Message Compression

The message compression compresses WinCC OA messages. Data compression means encoding information using fewer bits than an unencoded representation would use through use of specific encoding schemes.

Compression is useful because it reduces the consumption of expensive resources, such as transmission bandwidth.

Use the config entry ”messageCompression” to specify the compression scheme. The config entry may contain the following schemes:

  • "none" (no compression), (default value is "" meaning "none")

  • "zlib" (compression using zlib (gzip, zip)), see http://www.zlib.org

  • "bzip2" (compression by using the bzip2 algorithm (bzip2 is a freely available, high-quality data compressor, see http://www.bzip.org). "bzip2 compresses better than zlib at the cost of higher CPU utilization.

    or

  • "zlib-bzip2" (compresses short messages using zlib and bigger messages like Identification using bzip2)

You can use the config entry in all config file sections.

You can specify several schemes, for example, messageCompression = "zlib-bzip2,zlib". The client and the server agree on the first common scheme. Therefore, if you configure "zlib" on the client and "bzip,zlib" on the server, the "zlib" scheme is used. The default value is "none" and we recommend to use "zlib-bzip2".

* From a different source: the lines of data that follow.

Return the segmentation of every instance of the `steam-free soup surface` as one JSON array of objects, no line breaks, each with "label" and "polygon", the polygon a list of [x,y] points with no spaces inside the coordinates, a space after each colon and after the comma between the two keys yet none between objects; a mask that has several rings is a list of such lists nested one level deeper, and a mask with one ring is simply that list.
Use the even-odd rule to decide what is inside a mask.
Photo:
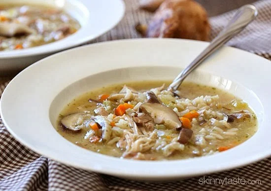
[{"label": "steam-free soup surface", "polygon": [[55,42],[75,33],[79,22],[58,7],[0,4],[0,51]]},{"label": "steam-free soup surface", "polygon": [[[165,82],[131,82],[90,91],[64,109],[57,130],[83,148],[140,160],[211,154],[237,146],[256,131],[255,114],[234,95],[191,82],[173,94],[165,90]],[[149,101],[150,95],[159,103]],[[166,109],[163,114],[169,114],[168,118],[152,114],[157,112],[152,106]]]}]

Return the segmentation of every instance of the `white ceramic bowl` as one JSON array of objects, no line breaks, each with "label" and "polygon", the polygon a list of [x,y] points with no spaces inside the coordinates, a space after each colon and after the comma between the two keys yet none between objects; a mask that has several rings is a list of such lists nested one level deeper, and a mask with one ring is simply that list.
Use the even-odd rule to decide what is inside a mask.
[{"label": "white ceramic bowl", "polygon": [[74,97],[112,83],[172,79],[208,43],[142,39],[97,43],[50,56],[28,67],[9,84],[0,103],[8,130],[37,153],[84,169],[125,178],[168,180],[241,166],[271,154],[271,63],[224,47],[187,80],[228,91],[247,101],[259,120],[257,133],[221,153],[174,161],[121,159],[68,142],[53,127],[61,110]]},{"label": "white ceramic bowl", "polygon": [[47,4],[61,7],[81,25],[76,33],[63,39],[25,49],[0,51],[0,72],[17,71],[53,53],[95,38],[114,27],[122,18],[122,0],[1,0],[7,3]]}]

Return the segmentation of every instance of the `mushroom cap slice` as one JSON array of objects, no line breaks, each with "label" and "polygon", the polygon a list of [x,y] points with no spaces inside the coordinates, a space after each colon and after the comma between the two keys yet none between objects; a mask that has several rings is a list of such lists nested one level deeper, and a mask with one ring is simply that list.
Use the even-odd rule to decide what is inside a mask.
[{"label": "mushroom cap slice", "polygon": [[16,35],[29,35],[34,31],[27,25],[15,23],[0,23],[0,36],[11,37]]},{"label": "mushroom cap slice", "polygon": [[178,129],[182,126],[177,114],[161,104],[145,103],[140,106],[139,110],[149,114],[156,124],[164,124],[169,128]]},{"label": "mushroom cap slice", "polygon": [[183,128],[180,131],[178,137],[178,142],[182,144],[187,143],[192,137],[193,131],[189,129]]},{"label": "mushroom cap slice", "polygon": [[[73,131],[78,131],[82,128],[80,125],[84,122],[85,116],[87,115],[84,113],[70,114],[62,118],[60,122],[66,128]],[[79,124],[80,123],[80,124]]]}]

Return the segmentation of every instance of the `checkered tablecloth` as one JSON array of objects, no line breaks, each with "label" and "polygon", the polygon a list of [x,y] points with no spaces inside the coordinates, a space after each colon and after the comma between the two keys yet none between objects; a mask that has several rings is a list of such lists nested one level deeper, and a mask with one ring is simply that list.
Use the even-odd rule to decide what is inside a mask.
[{"label": "checkered tablecloth", "polygon": [[[139,9],[137,2],[126,0],[126,12],[121,23],[90,43],[139,38],[134,26],[139,22],[147,23],[151,14]],[[271,0],[254,4],[259,10],[258,17],[228,44],[271,60]],[[212,38],[234,12],[210,18]],[[0,96],[11,78],[0,77]],[[0,118],[0,191],[271,191],[271,157],[242,168],[175,182],[128,181],[68,166],[40,156],[13,138]],[[243,179],[246,182],[223,186],[209,184],[208,181],[200,184],[203,179],[225,178]],[[253,182],[256,180],[260,180],[260,184]]]}]

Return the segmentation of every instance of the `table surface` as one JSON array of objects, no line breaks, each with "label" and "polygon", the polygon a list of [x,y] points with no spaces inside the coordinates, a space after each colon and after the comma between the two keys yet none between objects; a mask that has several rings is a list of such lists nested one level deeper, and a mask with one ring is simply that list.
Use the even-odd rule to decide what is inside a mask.
[{"label": "table surface", "polygon": [[207,10],[209,16],[216,16],[240,7],[245,4],[252,3],[256,0],[196,0]]}]

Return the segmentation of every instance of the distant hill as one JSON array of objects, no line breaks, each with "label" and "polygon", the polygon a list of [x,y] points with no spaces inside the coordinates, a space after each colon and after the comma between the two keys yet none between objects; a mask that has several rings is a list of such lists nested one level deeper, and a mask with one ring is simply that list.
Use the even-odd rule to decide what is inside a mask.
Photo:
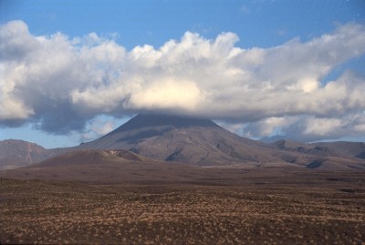
[{"label": "distant hill", "polygon": [[186,164],[150,159],[127,150],[76,150],[0,177],[98,182],[165,182],[190,179],[199,170]]},{"label": "distant hill", "polygon": [[[121,149],[138,158],[200,167],[365,168],[365,143],[305,144],[286,139],[264,143],[239,137],[209,119],[150,114],[138,115],[110,133],[73,148],[45,149],[22,140],[0,141],[0,169],[27,166],[74,151]],[[57,162],[55,158],[52,161]]]},{"label": "distant hill", "polygon": [[34,143],[17,139],[0,140],[0,170],[42,161],[50,152]]},{"label": "distant hill", "polygon": [[165,161],[200,166],[282,162],[266,154],[266,144],[241,138],[207,119],[138,115],[78,149],[124,148]]}]

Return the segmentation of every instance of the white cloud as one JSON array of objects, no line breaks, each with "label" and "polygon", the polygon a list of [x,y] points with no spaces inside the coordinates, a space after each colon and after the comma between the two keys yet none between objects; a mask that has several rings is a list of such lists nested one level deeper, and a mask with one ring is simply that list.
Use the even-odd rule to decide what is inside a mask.
[{"label": "white cloud", "polygon": [[100,114],[171,110],[245,124],[253,136],[289,132],[295,118],[305,119],[297,127],[303,137],[363,128],[348,118],[363,117],[365,78],[348,71],[320,81],[364,55],[364,26],[270,48],[243,49],[237,41],[234,33],[206,39],[186,32],[159,48],[127,51],[95,33],[35,36],[24,22],[9,22],[0,26],[0,121],[64,133]]}]

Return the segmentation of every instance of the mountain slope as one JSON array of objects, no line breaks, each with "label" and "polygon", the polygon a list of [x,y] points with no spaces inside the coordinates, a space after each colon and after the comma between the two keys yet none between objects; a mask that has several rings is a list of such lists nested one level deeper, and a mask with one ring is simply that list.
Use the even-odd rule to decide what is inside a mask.
[{"label": "mountain slope", "polygon": [[235,135],[211,120],[138,115],[110,134],[78,149],[124,148],[154,159],[205,165],[283,162],[259,141]]},{"label": "mountain slope", "polygon": [[77,150],[25,168],[0,171],[0,177],[98,182],[164,182],[199,177],[196,168],[150,159],[127,150]]},{"label": "mountain slope", "polygon": [[0,141],[0,170],[39,162],[49,156],[49,151],[34,143],[17,139]]}]

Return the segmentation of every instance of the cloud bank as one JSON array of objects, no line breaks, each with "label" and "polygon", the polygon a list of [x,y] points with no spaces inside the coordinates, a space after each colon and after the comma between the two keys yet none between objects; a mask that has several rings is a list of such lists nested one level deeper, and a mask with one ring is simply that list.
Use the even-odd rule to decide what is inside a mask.
[{"label": "cloud bank", "polygon": [[0,26],[0,124],[65,134],[99,115],[159,111],[239,124],[254,138],[365,135],[365,78],[346,71],[322,82],[364,55],[364,26],[270,48],[237,41],[234,33],[186,32],[159,48],[126,50],[95,33],[36,36],[26,23],[8,22]]}]

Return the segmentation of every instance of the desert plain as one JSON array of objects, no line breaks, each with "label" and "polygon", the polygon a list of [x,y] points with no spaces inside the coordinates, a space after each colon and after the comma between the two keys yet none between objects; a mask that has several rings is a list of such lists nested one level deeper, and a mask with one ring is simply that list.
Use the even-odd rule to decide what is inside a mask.
[{"label": "desert plain", "polygon": [[282,168],[1,178],[0,243],[365,244],[364,183],[363,171]]}]

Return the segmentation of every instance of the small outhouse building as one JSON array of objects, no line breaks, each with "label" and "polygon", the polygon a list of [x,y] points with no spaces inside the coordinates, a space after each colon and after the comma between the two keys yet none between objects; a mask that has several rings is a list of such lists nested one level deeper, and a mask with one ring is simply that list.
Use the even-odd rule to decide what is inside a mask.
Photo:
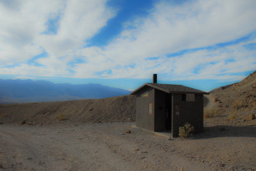
[{"label": "small outhouse building", "polygon": [[186,123],[195,132],[204,130],[204,94],[208,93],[181,85],[146,83],[131,94],[136,96],[136,125],[153,131],[171,131],[179,136],[179,128]]}]

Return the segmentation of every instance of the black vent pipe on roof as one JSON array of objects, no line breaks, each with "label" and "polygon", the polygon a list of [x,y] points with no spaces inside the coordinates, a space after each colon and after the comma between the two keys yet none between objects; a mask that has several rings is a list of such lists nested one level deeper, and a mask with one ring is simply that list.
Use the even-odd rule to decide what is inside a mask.
[{"label": "black vent pipe on roof", "polygon": [[157,75],[156,73],[153,74],[153,83],[157,83]]}]

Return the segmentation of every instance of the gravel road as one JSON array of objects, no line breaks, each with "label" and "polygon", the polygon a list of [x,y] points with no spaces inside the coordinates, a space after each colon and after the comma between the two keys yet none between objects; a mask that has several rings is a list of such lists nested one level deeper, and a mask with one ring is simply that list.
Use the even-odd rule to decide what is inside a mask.
[{"label": "gravel road", "polygon": [[[220,138],[169,140],[132,124],[0,125],[0,170],[232,170],[255,166],[234,167],[228,164],[232,161],[223,162],[218,158],[207,161],[207,157],[220,151],[218,146],[205,147],[218,145],[214,138]],[[128,130],[131,133],[125,133]],[[255,137],[247,138],[253,153]],[[243,145],[243,140],[235,140],[237,145]],[[255,160],[253,156],[249,154],[248,158]]]}]

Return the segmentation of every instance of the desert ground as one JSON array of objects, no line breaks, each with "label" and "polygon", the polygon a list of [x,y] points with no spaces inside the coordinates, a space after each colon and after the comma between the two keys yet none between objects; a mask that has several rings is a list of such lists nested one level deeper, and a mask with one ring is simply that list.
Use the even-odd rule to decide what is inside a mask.
[{"label": "desert ground", "polygon": [[134,124],[1,124],[0,170],[256,169],[255,126],[209,125],[191,138],[169,140]]},{"label": "desert ground", "polygon": [[135,98],[0,105],[0,170],[256,170],[256,72],[205,96],[204,132],[135,125]]}]

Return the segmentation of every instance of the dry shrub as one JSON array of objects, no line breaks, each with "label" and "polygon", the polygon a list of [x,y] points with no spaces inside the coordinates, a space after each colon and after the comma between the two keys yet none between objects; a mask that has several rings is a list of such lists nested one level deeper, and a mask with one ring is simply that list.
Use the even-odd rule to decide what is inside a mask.
[{"label": "dry shrub", "polygon": [[236,109],[241,108],[243,107],[243,101],[237,100],[233,103],[232,107]]},{"label": "dry shrub", "polygon": [[56,116],[56,118],[58,119],[58,120],[59,120],[59,121],[61,121],[65,119],[65,116],[63,114],[58,114]]},{"label": "dry shrub", "polygon": [[228,118],[230,119],[234,119],[236,118],[236,114],[235,113],[232,113],[228,115]]},{"label": "dry shrub", "polygon": [[191,124],[186,123],[184,126],[179,128],[179,136],[180,138],[187,138],[190,137],[194,131],[194,126],[191,126]]},{"label": "dry shrub", "polygon": [[6,115],[7,115],[6,114],[1,114],[1,117],[4,117],[6,116]]}]

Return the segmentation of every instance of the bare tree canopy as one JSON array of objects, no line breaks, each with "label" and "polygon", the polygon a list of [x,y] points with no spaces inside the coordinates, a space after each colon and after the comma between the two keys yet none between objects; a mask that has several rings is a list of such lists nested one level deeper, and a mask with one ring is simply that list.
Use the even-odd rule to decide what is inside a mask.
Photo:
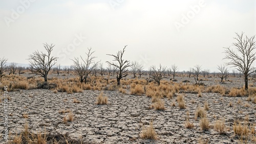
[{"label": "bare tree canopy", "polygon": [[172,65],[172,72],[173,73],[173,75],[174,76],[174,79],[176,75],[177,72],[179,69],[178,68],[178,66],[175,65],[175,64]]},{"label": "bare tree canopy", "polygon": [[57,74],[58,74],[58,76],[59,76],[59,72],[60,72],[60,64],[58,64],[56,66],[56,71],[57,72]]},{"label": "bare tree canopy", "polygon": [[47,43],[43,44],[47,53],[39,52],[35,51],[33,54],[29,55],[29,60],[30,63],[30,70],[32,74],[38,74],[45,79],[45,81],[47,81],[47,75],[49,72],[57,62],[58,57],[51,56],[54,45]]},{"label": "bare tree canopy", "polygon": [[115,67],[116,69],[116,79],[117,81],[117,85],[120,85],[120,80],[122,78],[126,76],[128,74],[127,71],[128,71],[128,68],[133,66],[133,65],[130,65],[130,61],[123,60],[123,55],[125,49],[127,45],[124,46],[123,50],[119,51],[117,52],[116,55],[113,54],[106,54],[106,55],[112,56],[114,57],[114,62],[117,62],[117,64],[115,64],[114,62],[110,63],[108,61],[106,62],[110,65],[113,66]]},{"label": "bare tree canopy", "polygon": [[138,69],[137,69],[137,70],[138,70],[138,73],[139,73],[139,78],[141,78],[141,75],[142,74],[144,74],[145,73],[145,72],[143,71],[143,66],[141,64],[140,64],[138,66]]},{"label": "bare tree canopy", "polygon": [[9,65],[9,68],[10,69],[10,73],[12,73],[13,74],[15,74],[15,72],[17,70],[18,64],[12,62]]},{"label": "bare tree canopy", "polygon": [[79,62],[78,57],[75,57],[74,60],[72,60],[74,63],[72,67],[74,68],[75,73],[79,76],[81,82],[84,81],[85,83],[87,83],[88,78],[90,74],[99,63],[99,62],[95,62],[94,59],[96,57],[92,56],[92,54],[95,51],[91,52],[91,47],[88,49],[88,52],[86,53],[86,57],[85,59],[83,59],[80,55],[82,62],[83,62],[83,63]]},{"label": "bare tree canopy", "polygon": [[139,66],[139,63],[137,62],[134,61],[132,62],[132,66],[131,67],[132,68],[132,72],[133,74],[133,77],[135,78],[136,77],[136,73],[138,70],[138,67]]},{"label": "bare tree canopy", "polygon": [[2,77],[5,75],[4,71],[7,68],[7,66],[6,65],[6,62],[8,59],[5,57],[0,59],[0,78],[2,80]]},{"label": "bare tree canopy", "polygon": [[201,68],[202,66],[199,66],[198,65],[197,65],[194,67],[194,68],[193,68],[194,74],[197,77],[197,80],[198,80],[198,76],[199,76],[199,75],[202,72],[202,69]]},{"label": "bare tree canopy", "polygon": [[160,84],[160,80],[164,78],[164,73],[166,69],[166,67],[162,67],[160,64],[159,68],[157,69],[156,66],[151,66],[150,71],[151,72],[151,75],[150,78],[153,79],[156,82],[157,82],[158,85]]},{"label": "bare tree canopy", "polygon": [[83,82],[84,76],[84,64],[79,62],[78,57],[75,57],[74,60],[71,60],[73,63],[71,67],[74,69],[75,73],[79,76],[80,81]]},{"label": "bare tree canopy", "polygon": [[217,69],[219,71],[217,74],[218,77],[221,79],[221,82],[222,82],[223,78],[226,78],[229,75],[227,68],[225,65],[221,65],[220,66],[217,66]]},{"label": "bare tree canopy", "polygon": [[226,55],[224,59],[229,60],[229,62],[226,64],[236,68],[237,70],[244,74],[245,90],[247,90],[248,77],[254,70],[254,68],[252,65],[256,60],[254,51],[256,47],[254,41],[255,36],[250,38],[247,36],[244,37],[243,32],[241,35],[237,33],[236,34],[237,34],[237,37],[234,38],[234,39],[237,42],[232,44],[232,46],[234,47],[234,50],[230,46],[224,47],[224,53]]}]

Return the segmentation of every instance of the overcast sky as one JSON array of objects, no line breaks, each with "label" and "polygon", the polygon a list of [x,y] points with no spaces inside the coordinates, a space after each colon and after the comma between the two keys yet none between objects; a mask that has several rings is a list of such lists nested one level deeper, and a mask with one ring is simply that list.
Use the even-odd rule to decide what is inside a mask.
[{"label": "overcast sky", "polygon": [[23,64],[48,43],[61,65],[92,47],[106,66],[127,45],[124,58],[146,69],[215,71],[236,32],[256,33],[255,1],[1,1],[0,17],[0,57]]}]

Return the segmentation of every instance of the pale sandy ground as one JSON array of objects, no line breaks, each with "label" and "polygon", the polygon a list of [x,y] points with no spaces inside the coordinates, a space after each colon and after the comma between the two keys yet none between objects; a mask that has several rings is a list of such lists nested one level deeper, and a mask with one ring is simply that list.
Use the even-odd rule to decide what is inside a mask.
[{"label": "pale sandy ground", "polygon": [[[195,82],[193,78],[177,79],[178,82],[185,79]],[[241,87],[243,83],[237,81],[239,81],[240,79],[233,78],[232,81],[222,85]],[[219,83],[214,79],[203,82],[206,84]],[[129,92],[128,90],[126,91]],[[148,109],[152,104],[151,98],[145,95],[123,94],[117,91],[103,92],[109,97],[109,104],[106,105],[95,104],[96,97],[100,93],[97,91],[84,91],[82,93],[72,94],[54,94],[48,90],[10,92],[11,100],[8,110],[9,114],[12,114],[9,117],[10,130],[14,133],[18,133],[28,122],[31,132],[35,133],[46,129],[53,134],[68,133],[72,138],[81,138],[89,143],[198,143],[201,138],[208,143],[239,143],[238,137],[233,134],[232,130],[234,120],[243,119],[248,115],[250,123],[256,122],[256,105],[247,102],[247,97],[222,97],[218,94],[203,93],[202,97],[198,98],[196,94],[185,94],[186,109],[179,109],[177,102],[176,106],[170,106],[172,101],[176,98],[174,96],[173,99],[164,99],[165,110],[157,111]],[[74,98],[81,103],[73,103]],[[68,100],[65,101],[66,99]],[[191,103],[191,99],[195,100],[195,104]],[[237,103],[238,99],[242,100],[241,104]],[[212,128],[208,131],[200,130],[199,121],[194,119],[195,112],[197,107],[203,107],[205,101],[209,104],[210,110],[207,114],[210,124],[212,125],[216,121],[214,116],[217,119],[224,118],[226,126],[230,128],[230,131],[220,135]],[[229,102],[232,103],[233,107],[228,106]],[[245,107],[245,103],[249,103],[250,107]],[[3,107],[3,101],[1,104]],[[67,114],[58,112],[62,108],[71,109],[75,114],[74,121],[67,124],[62,123],[62,119]],[[1,122],[3,121],[3,110],[2,108]],[[192,129],[184,127],[187,111],[190,113],[190,122],[195,125]],[[28,113],[29,119],[23,118],[25,113]],[[142,123],[148,124],[151,120],[154,121],[153,125],[158,134],[159,140],[155,141],[143,140],[139,136]],[[0,124],[0,129],[4,129],[3,123]],[[5,141],[2,138],[0,142],[5,143]]]}]

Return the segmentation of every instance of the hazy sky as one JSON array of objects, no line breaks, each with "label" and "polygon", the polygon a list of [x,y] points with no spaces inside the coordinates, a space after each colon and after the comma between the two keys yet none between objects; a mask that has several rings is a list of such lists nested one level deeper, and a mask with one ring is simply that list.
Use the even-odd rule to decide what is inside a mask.
[{"label": "hazy sky", "polygon": [[235,32],[256,34],[255,1],[1,1],[0,17],[0,57],[23,64],[47,42],[61,65],[92,47],[106,66],[127,45],[125,59],[146,69],[215,71]]}]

The message compression compresses WinCC OA messages only as of a specific minimum size to avoid unnecessary CPU load. Specify the size in bytes using the config entry ”messageCompressionThreshold” (Default 0). You can use the config entry in all config file sections. The message compression provides a considerable advantage by reducing the consumption of transmission bandwidth noticeable, even in case of small messages. The default value 0 compresses all messages as long as the compression provides an advantage (sometimes compressed data might be bigger than uncompressed). The compression only compresses messages of external connections. It does not compress messages of local (computer) connections.

Use the -report dispatch option to query the compression rate. 20 % means that the message compression compressed a message to 1/5 of the original size. The rate results from the size of the transmitted reference data divided by the size of the not compressed data.